The March 2005 column discussed how to get started in cluster computing with a (very) low cost cluster. The sample cluster shown was a four-node, diskful cluster, costing only about $1,600. And while that system consisted of modest 2.3 GHz Intel Celeron processors interconnected via 100 Mbps Ethernet, it was quite suitable for testing the technology and the scalability of parallel software applications.
Last month’s column discussed the Clustermatic Linux
distribution, a collection of software packages — including BProc
(presented in the February column, available online at http://www.linuxmagazine.com/2005-02/
) — that provides infrastructure for running a cluster. Last month’s column showed how to install Clustermatic on the low-cost cluster created previously, and presented a detailed procedure for setting up shared filesystems using NFS.

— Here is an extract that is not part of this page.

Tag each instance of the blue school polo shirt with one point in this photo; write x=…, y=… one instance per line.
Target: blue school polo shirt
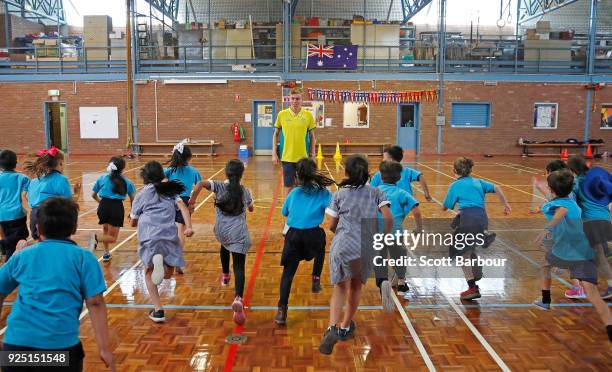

While Clustermatic runs well on all kinds of compute clusters, it is certainly not your only choice for a turnkey cluster solution. A variety of distributions or software suites for existing Linux installations are available for free or from Linux cluster integrators. In addition to Clustermatic, the more popular free distributions include Rocks, Oscar, and Warewulf.
These cluster distributions tend to be combinations of individual packages (many of which have been discussed previously in this column) and automated installation and configuration programs and scripts. Each suite has its own strengths and weaknesses and idiosyncrasies, but over the last few years they have become more usable, useful, and customizable.
This month, let’s continue our investigation of these toolkits by looking at Rocks.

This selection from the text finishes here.